Individuals located in the United States and Canada have dialed 4-1-1 for decades to reach local directory assistance for decades. One exception was in the Pacific Northwest, where people dialed 1-1-3 until the mid-1980s. The 411 number also has been used for long distance directory assistance. But, in recent years this number has gone through some changes to keep up with technology. This service also is known as: 411, 411 Services, Wireless Directory Assistance Services, Automated Directory Assistance Services, 4-1-1, Operator and Directory Assistance Services, 411 Directory Services, 4-1-1 Calls, Internet Directory Assistance Services, Wireline Directory Assistance Services, DA Services, 411 Calls, and 4-1-1 Services.
How It Works
Up until the mid-1980s, phone users dialed 411 to reach local directory assistance, and many states did not charge for that service.
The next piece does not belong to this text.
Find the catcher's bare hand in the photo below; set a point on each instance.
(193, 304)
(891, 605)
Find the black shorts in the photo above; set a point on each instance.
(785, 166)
But, since that decade, charges have been applied for using that number. Approximately two to six billion calls are made to 411 within the United States each year, and this comprises a $7 billion per year market. Users also dial 411 for long distance directory service, although the traditional number for long distance directory service is 1-area code-555-1212. Now, wireless phone users can take advantage of a consumer-choice and privacy-protected "Wireless 411 Service." This service provides wireless customers with the choice of including their wireless phone numbers in voice 411. This service allows any landline or a wireless phone user to call 411 and be connected to the wireless listing of a person who has chosen to participate in this service.
Things to Look For
Consumers who choose to opt-in are assured that they will not have their information disclosed for print, online directories, lists, or telemarketing firms. Businesses that use wireless technology, however, may want to list a number with these services and that opportunity is available. This service has seen its share of debates, as proponents for the opt-in list want their numbers used, whereas other users are afraid that they may end up with a previous business number that has been listed, or that their number will end up in the database without warning. These listings, according to opponents, could end up misplaced or sold nefariously and begin an unending stream of unsolicited sales calls from telemarketers to numbers that will cost money to answer through wireless phones. Users also can find phone numbers using "free" 411 services online. For instance, Google added Goog-411 as a free telephone-based information service in 2007. Individuals dial 1-800-GOOG-411 to reach a completely automated service. Other online services exist as well, where you can type in the business name and location to find the number.